Il testo viene letto anche quando non lo leggiamo

A differenza del positivismo francese che studiava l’autore per comprendere il testo, Roland Barthes “ ha ucciso” l’autore per lasciare il testo ai lettori. Questo parere venne assolutizzato dai “ricezionisti” (H.R. Jauss, W. Iser, S. Fish , ecc.), e Umberto Eco lo rese più sottile introducendo il Lettore Modello – prodotto simultaneamente al testo – con cui il lettore si proietta nella testa dell’autore.

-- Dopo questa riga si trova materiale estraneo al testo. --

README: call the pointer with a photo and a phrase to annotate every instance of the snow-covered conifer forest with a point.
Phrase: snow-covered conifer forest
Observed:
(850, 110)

Ma, dal momento che l’autore viene ucciso e viene lasciato in vita il lettore, resta inteso che l’interpretazione del testo avviene di sfuggita. Il raccoglimento nel testo viene fatto solo quando vengono dichiarati morti sia l’autore che il lettore. Questa doppia morte condiziona la piena vita del testo, perché “non c’è nulla al di fuori del testo” (il n’y a pas de hors texte), diceva Derrida negando alla parola la possibilità della rappresentazione del riferimento. In questo caso, “non c’è nulla al di fuori del testo” significa “né l’autore, né il lettore, né mondo reale”.
Il testo narrativo è un mondo di finzione, dove non può entrare nessun essere reale. Nel testo ci sono eventi, personaggi e altri elementi narrativi. L’autore non si rivolge al lettore, ma il narratore al narratario. Così, la vita del testo dovrebbe essere la morte del lettore.
Con i termini narratore (narrateur) e narratario (narrataire), anche se non lo dice in modo deciso, Genette si oppone al concetto di Barthes uccidendo “il futuro” del testo (il lettore). Secondo lui, i narratore e il narratario sono esseri di finzione all’interno del racconto. Come tali, possono comunicare tra di loro.
Il concetto del narratario rovescia il concetto del lettore e promuove il mondo intratestuale (all’interno del testo), cioè il mondo fittizio che ha chiuso la porta ad ogni essere reale. Questo non vuol dire che è stata respinta l’opinione che “i testi parlano gli uni agli altri” (U. Eco), ma si insiste sulla tesi che il racconto può leggere se stesso. Il testo può dialogare con altri testi, ma il fittizio non ha ragione per aprire le porte davanti alla realtà. Il testo, appena si produce non serve più né all’autore e nemmeno al lettore. Il testo legge sé stesso – questa è l’'utopia che gli scrittori hanno cercato fin dall’inizio!
Ecco dove trovano “Il dinosauro” di Monterroso, che non ti prende più di tre secondi di lettura, tutti quelli che sono pigri a leggere. Ma, forse, presupponendo che ci sono lettori che non hanno voglia di perdere anche quei secondi di lettura, l’autore inventa il narratario per salvare la sua narrazione. L’avverbio “lì” del racconto di Monterroso dichiara morto il lettore.

Attenzione! Il dinosauro che è seduto di fronte al “Protagonista” sta masticando qualcosa. Non stupitevi se l’edizione delle notizie iniziasse con questa notizia: “Con rammarico vi informiamo che il Dinosauro ha mangiato il lettore!”